The fungi were treated with 0 and 0.5 mM of PHTI for 6 h, and were fixed in 2.5% glutaraldehyde for 12 h, washed with 0.9% NaCl for 10 min, and then dehydrated in ethanol gradient (20%, 50%, 80%, 100%). Fungi samples (5 μL) were dropped on the monocrystalline silicon and dried for 1 h, then the samples were coated by gold and the surface morphologies of the fungi were visualized under SEM [43].
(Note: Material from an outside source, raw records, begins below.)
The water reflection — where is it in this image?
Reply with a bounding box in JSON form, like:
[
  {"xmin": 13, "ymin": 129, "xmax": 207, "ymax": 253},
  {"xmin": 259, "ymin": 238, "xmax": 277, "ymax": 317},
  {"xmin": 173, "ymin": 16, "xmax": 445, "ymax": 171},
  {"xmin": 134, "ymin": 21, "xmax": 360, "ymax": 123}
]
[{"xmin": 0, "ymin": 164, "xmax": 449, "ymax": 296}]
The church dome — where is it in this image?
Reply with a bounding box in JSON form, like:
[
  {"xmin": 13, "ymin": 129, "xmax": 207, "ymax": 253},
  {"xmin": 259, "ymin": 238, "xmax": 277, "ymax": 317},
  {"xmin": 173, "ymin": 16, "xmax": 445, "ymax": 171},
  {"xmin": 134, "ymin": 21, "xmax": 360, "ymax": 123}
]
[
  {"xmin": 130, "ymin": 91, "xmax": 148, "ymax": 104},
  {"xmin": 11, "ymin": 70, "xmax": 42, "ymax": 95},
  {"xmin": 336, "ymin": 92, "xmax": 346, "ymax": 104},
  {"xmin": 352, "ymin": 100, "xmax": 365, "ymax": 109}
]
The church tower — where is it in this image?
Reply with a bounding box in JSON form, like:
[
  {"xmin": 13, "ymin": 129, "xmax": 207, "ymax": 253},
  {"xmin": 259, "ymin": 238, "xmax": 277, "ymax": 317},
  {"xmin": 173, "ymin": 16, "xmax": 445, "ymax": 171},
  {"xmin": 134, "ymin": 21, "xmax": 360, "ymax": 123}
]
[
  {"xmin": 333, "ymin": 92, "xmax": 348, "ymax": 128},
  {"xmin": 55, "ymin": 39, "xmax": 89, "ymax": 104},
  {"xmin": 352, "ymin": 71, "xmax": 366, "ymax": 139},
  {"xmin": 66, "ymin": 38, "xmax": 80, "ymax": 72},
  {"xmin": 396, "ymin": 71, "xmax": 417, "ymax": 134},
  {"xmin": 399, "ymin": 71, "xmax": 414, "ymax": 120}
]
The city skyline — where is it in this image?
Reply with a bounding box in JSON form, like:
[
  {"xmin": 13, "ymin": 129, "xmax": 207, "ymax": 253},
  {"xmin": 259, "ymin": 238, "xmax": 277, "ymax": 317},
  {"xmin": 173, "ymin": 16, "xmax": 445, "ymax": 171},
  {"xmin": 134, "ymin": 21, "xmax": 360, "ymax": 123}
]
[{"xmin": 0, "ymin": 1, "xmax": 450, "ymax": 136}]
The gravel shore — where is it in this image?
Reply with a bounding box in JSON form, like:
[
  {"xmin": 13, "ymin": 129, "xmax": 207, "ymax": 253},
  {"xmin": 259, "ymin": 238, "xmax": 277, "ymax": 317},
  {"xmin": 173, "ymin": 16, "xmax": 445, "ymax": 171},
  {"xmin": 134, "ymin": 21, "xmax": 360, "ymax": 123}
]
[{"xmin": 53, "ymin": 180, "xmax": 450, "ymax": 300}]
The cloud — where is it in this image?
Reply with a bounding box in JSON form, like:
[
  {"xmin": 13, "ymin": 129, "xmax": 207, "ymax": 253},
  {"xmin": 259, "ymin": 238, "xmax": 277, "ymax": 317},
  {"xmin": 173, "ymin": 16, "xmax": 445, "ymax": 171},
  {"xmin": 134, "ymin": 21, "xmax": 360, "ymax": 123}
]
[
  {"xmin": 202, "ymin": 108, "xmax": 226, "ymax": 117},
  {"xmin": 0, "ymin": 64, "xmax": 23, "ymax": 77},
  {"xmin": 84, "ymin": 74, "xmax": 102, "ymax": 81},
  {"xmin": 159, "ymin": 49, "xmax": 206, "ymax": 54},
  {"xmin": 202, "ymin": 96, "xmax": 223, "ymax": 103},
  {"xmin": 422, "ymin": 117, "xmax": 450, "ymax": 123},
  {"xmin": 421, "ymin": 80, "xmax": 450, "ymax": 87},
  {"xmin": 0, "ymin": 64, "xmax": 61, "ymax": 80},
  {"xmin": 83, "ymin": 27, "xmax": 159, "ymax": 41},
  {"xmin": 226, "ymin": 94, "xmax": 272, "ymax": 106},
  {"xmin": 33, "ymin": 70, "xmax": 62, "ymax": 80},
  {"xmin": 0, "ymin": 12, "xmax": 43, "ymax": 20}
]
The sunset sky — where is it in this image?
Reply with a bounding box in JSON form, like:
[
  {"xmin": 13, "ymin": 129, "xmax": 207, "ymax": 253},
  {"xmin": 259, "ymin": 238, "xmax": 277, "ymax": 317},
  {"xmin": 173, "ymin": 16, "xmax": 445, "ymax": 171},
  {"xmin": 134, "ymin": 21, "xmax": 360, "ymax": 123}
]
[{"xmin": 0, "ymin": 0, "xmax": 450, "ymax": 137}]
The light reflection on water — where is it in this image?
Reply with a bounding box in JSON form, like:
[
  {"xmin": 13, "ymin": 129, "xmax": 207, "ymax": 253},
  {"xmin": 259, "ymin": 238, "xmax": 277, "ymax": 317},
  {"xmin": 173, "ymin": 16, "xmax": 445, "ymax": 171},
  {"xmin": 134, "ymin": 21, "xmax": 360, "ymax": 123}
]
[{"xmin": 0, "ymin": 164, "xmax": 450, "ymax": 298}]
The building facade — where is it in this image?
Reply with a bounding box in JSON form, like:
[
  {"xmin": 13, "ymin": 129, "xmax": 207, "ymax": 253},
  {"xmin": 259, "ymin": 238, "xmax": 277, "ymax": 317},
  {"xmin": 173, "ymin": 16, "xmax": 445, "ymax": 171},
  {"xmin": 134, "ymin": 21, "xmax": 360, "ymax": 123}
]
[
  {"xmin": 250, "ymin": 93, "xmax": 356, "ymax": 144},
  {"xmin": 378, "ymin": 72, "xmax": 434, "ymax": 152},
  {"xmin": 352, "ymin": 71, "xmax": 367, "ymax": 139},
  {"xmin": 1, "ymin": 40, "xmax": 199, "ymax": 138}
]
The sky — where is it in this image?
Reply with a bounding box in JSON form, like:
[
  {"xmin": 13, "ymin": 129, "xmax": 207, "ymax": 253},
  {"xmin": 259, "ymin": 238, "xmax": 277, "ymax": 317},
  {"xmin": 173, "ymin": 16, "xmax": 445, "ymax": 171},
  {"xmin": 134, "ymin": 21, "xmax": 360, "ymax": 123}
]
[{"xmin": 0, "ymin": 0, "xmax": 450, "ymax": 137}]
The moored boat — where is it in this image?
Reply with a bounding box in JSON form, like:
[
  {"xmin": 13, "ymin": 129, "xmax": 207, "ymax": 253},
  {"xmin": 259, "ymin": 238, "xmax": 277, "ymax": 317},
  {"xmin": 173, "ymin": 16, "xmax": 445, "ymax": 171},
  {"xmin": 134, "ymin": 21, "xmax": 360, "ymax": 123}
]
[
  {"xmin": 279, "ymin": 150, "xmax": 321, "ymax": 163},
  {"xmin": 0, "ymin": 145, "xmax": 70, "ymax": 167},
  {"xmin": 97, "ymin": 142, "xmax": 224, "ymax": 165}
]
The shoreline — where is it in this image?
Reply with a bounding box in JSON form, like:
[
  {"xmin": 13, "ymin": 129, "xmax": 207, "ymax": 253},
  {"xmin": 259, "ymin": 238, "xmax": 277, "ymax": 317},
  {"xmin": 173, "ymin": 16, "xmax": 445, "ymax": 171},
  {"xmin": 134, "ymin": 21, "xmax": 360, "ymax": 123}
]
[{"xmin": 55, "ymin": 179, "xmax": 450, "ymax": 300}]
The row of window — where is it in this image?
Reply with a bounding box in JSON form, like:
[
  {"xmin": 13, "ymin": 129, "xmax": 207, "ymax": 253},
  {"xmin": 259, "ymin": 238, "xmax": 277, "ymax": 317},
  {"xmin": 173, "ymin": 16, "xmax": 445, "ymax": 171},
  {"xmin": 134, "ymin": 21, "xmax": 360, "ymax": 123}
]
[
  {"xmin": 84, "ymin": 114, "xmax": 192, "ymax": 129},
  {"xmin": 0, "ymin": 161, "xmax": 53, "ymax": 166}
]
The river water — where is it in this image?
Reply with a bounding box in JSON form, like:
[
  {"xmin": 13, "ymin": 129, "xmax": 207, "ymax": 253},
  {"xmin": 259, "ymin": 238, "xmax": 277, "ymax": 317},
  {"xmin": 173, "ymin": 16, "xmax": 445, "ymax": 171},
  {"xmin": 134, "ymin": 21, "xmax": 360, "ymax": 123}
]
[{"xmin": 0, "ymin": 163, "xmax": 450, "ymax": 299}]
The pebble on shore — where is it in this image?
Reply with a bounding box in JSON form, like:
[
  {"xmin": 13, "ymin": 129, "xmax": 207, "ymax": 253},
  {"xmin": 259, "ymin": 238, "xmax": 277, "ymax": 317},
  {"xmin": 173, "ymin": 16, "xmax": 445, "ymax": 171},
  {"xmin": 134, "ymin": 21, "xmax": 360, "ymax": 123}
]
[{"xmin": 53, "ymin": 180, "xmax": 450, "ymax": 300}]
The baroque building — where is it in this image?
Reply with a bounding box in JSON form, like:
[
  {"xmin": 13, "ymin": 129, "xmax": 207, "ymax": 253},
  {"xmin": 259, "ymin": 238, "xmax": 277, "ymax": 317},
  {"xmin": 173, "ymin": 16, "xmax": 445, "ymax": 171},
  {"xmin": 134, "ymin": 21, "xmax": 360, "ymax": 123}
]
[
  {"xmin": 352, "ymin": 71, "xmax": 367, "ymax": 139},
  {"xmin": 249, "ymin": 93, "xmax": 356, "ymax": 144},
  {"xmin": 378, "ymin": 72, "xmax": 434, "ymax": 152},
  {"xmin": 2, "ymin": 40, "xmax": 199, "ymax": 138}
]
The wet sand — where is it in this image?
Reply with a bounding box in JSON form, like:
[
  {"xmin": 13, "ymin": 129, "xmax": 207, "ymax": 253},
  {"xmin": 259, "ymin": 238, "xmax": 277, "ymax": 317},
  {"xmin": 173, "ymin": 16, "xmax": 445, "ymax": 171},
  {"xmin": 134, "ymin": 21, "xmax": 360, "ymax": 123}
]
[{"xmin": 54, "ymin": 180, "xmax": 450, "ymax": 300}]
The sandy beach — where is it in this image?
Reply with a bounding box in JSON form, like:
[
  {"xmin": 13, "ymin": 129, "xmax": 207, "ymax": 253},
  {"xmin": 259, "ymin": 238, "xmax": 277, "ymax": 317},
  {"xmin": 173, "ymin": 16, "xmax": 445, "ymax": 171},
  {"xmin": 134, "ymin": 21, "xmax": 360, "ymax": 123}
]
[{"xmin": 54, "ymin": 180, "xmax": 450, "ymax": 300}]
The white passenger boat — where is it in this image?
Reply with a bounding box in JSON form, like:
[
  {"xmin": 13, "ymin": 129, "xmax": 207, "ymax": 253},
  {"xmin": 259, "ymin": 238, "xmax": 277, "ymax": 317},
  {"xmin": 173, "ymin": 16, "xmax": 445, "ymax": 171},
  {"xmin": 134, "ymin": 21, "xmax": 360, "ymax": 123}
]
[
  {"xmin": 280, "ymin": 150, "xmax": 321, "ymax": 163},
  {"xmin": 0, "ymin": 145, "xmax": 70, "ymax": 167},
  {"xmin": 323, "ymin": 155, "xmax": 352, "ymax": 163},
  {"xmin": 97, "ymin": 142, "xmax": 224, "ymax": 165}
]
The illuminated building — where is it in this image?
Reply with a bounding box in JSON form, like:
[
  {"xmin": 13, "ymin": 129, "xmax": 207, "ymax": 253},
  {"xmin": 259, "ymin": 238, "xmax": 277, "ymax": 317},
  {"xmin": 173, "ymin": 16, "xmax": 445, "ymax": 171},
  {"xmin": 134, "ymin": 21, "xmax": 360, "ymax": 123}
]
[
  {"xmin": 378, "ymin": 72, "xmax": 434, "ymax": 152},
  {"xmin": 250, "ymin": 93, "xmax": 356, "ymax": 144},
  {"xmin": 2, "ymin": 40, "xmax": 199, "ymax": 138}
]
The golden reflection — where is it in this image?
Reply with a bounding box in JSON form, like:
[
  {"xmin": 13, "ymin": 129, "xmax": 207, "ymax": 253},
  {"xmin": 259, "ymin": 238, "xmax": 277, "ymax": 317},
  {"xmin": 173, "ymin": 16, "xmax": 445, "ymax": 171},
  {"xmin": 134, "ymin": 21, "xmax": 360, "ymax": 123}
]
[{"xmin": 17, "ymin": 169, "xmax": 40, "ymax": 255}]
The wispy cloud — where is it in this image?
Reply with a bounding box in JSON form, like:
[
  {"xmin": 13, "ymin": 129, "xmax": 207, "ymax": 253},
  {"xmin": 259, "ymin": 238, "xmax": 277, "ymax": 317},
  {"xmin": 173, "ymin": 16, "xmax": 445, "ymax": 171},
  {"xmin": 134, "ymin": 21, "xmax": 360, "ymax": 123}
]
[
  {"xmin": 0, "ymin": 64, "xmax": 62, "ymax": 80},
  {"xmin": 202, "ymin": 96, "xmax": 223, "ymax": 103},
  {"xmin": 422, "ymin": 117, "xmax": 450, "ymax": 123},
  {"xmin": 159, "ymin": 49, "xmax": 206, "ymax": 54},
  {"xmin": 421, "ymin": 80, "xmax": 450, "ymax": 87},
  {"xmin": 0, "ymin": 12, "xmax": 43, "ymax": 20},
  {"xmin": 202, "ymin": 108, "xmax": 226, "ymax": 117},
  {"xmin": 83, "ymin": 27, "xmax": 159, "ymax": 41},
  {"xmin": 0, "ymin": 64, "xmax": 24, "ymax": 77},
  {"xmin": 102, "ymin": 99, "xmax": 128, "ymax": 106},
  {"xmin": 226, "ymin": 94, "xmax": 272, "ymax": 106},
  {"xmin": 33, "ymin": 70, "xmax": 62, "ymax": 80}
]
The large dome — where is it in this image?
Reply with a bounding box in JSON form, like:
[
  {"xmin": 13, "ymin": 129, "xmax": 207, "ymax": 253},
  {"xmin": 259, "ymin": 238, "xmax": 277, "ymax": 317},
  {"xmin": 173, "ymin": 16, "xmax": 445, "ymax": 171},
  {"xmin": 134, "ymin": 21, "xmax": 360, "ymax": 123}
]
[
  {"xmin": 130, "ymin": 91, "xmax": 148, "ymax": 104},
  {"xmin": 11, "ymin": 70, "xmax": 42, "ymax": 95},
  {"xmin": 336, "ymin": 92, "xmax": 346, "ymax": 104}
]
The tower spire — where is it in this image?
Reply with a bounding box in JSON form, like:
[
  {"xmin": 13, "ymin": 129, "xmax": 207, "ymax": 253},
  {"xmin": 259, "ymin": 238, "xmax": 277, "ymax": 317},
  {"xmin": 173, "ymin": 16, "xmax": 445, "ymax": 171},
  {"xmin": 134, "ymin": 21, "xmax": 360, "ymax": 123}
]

3.4.4. Fluorescence Based Fungi Viability Assay

The fungi were treated with 0 and 0.5 mM of PHTI for 6 h, respectively. Fungal viability was evaluated using a LIVE/DEAD BacLight viability kit (Ll7012, Thermo Scientific, Waltham, MA, USA) and imaging was done by a Laser scanning confocal microscope (AI, Nikon Instruments Inc., Tokyo, Japan) [44].

3.5. Statistical Analysis

All data are presented as means ± standard deviations (SDs) of three independent experiments. Statistical analysis was done using the Student’s t test. A value of p < 0.05 was considered statistically significant.

4. Conclusions

In summary, a Kunitz-type trypsin inhibitor PHTI with a molecular mass of 20.5 kDa was purified from fresh roots of Pseudostellaria heterophylla. PHTI possessed superior thermal and pH stability. Fe3+ (20 mM) could significantly inactivate PHTI through changing its conformation. Besides, PHTI exhibited antifungal activity against phytopathogens of P. heterophylla by disrupting the cell membrane integrity of fungi. The present study extends the research on proteins of P. heterophylla, suggesting an exploitable potential for this class of antifungal protein in the food industry and agriculture.